# 2016 cruze custom exhaust



## Chris727 (Feb 26, 2016)

Depending on how it sounds I may add a dynomax vt muffler, if it fits, anyone running one?


----------



## razercruze15 (Feb 15, 2016)

catted DP? Either way itll be pretty loud but I would keep a cat IMO. A muffler too personally, just get a high flow one. I am running high flow magnaflow mufflers with resonator delete in my infiniti and it sounds good. I would assume a dynomax vt muffler, if they have the right size, would have no problem- idk what the stock muffler size is, or what kind of muffler that is so sorry I can't be of much help.
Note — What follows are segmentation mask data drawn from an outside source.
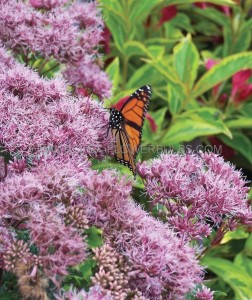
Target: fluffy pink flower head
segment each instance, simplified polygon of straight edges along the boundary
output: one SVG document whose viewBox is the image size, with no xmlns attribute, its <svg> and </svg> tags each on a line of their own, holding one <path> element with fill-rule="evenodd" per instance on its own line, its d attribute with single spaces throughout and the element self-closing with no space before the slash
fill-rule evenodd
<svg viewBox="0 0 252 300">
<path fill-rule="evenodd" d="M 57 6 L 61 6 L 66 2 L 68 2 L 68 0 L 30 0 L 30 4 L 34 8 L 46 8 L 46 9 L 52 9 Z"/>
<path fill-rule="evenodd" d="M 89 166 L 87 161 L 71 156 L 45 158 L 36 167 L 21 174 L 12 173 L 0 183 L 3 223 L 7 229 L 28 231 L 30 237 L 25 244 L 4 241 L 3 247 L 9 249 L 4 253 L 5 268 L 15 269 L 12 261 L 20 256 L 24 263 L 33 266 L 34 273 L 41 267 L 56 283 L 56 275 L 66 275 L 69 266 L 86 258 L 82 227 L 79 229 L 73 222 L 66 225 L 65 221 L 69 209 L 75 207 L 81 177 L 89 172 Z M 37 248 L 37 255 L 30 253 L 31 245 Z"/>
<path fill-rule="evenodd" d="M 111 96 L 111 82 L 107 74 L 89 56 L 64 71 L 64 77 L 75 87 L 84 87 L 100 99 Z"/>
<path fill-rule="evenodd" d="M 202 282 L 194 250 L 169 227 L 148 215 L 130 198 L 131 183 L 113 171 L 89 173 L 82 179 L 80 203 L 91 224 L 133 266 L 129 288 L 147 299 L 183 299 Z"/>
<path fill-rule="evenodd" d="M 26 2 L 16 0 L 0 3 L 0 39 L 14 51 L 24 54 L 38 52 L 61 62 L 80 60 L 94 54 L 102 39 L 102 18 L 96 2 L 63 5 L 64 0 L 31 0 L 38 11 Z M 10 12 L 15 11 L 15 14 Z"/>
<path fill-rule="evenodd" d="M 60 295 L 55 295 L 57 300 L 113 300 L 108 292 L 104 292 L 99 285 L 92 286 L 88 292 L 84 289 L 77 291 L 70 288 L 68 292 L 61 291 Z"/>
<path fill-rule="evenodd" d="M 2 66 L 0 140 L 6 150 L 23 156 L 56 148 L 91 157 L 110 152 L 108 113 L 100 104 L 71 97 L 61 78 L 40 78 L 15 62 Z"/>
<path fill-rule="evenodd" d="M 196 300 L 212 300 L 213 299 L 213 294 L 209 288 L 206 286 L 202 286 L 201 288 L 198 288 L 195 294 L 195 299 Z"/>
<path fill-rule="evenodd" d="M 167 210 L 160 216 L 180 236 L 201 239 L 211 233 L 224 217 L 229 227 L 235 222 L 251 223 L 248 187 L 240 171 L 213 153 L 162 154 L 159 159 L 138 164 L 153 205 Z"/>
</svg>

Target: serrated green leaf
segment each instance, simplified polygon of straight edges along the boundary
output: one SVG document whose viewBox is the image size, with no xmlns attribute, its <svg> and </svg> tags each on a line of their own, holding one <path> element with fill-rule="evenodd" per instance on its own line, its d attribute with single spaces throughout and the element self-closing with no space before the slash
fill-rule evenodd
<svg viewBox="0 0 252 300">
<path fill-rule="evenodd" d="M 106 73 L 109 76 L 110 81 L 112 82 L 113 89 L 112 93 L 117 89 L 119 80 L 120 80 L 120 64 L 119 58 L 116 57 L 112 63 L 110 63 L 106 69 Z"/>
<path fill-rule="evenodd" d="M 226 145 L 240 152 L 252 164 L 251 140 L 242 132 L 232 131 L 232 135 L 233 135 L 232 139 L 224 135 L 220 135 L 219 138 Z"/>
<path fill-rule="evenodd" d="M 252 68 L 252 53 L 244 52 L 224 58 L 220 63 L 207 71 L 196 83 L 193 89 L 193 98 L 202 95 L 217 84 L 225 81 L 242 69 Z"/>
<path fill-rule="evenodd" d="M 220 111 L 214 108 L 200 108 L 185 112 L 177 116 L 171 124 L 162 140 L 163 144 L 170 146 L 218 133 L 231 137 L 231 132 L 219 116 Z"/>
<path fill-rule="evenodd" d="M 207 266 L 232 287 L 235 299 L 252 299 L 252 278 L 237 265 L 226 259 L 207 256 L 201 260 L 201 264 Z"/>
<path fill-rule="evenodd" d="M 197 77 L 199 53 L 188 35 L 174 48 L 174 68 L 180 80 L 185 84 L 187 94 Z"/>
</svg>

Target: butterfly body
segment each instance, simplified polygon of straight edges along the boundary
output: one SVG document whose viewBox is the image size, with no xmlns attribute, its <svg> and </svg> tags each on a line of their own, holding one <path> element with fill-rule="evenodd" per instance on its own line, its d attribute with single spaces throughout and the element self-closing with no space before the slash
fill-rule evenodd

But update us!


----------



## Chris727 (Feb 26, 2016)

Keeping the stock downpipe for now so it'll still have one cat, removing the rest for 2.5" piping, the dynomax vt has a valve in it that opens under throttle to be louder but quiets down on idle and cruising 

I'll post a video of it up once it's done


----------



## razercruze15 (Feb 15, 2016)

Oh thats neat, yeah I def. am looking forward to hearing it!! idle and on throttle =D best of luck with the install!


----------



## Chris727 (Feb 26, 2016)

Thought I'd put up an update, got the 2.5" piping and tip put on Monday, a lot louder than I thought it would be, so I think I might put the stock cat back on to quiet it back down some, I will say it doesn't sound bad, it's very deep, just worried about getting pulled over for it since my tint is also illegal


----------



## CruzePilot (Feb 11, 2016)

Let us know how this goes and take pics as much as possible because I am thinking about doing this on my Cruze Limited


----------



## Jmilligan (Feb 24, 2016)

I straight piped my cruze from the 2nd cat back and threw a Borla S-Type Muffler in place of the resonator. It's not too loud, a little drone inside at like 80 mph. Definitely a deep, smooth tone though. 2.5 inch trubendz.


----------



## Chris727 (Feb 26, 2016)

I'll try to post pictures of underneath on Sunday or Monday when I'm off work, also going through my muffler options since I need to use a bullet style underneath because my tip takes up the whole length in the back, I went for the longer 3.5" truck tip to try and add a deeper tone and so I can't see the exhaust pipe from the side


----------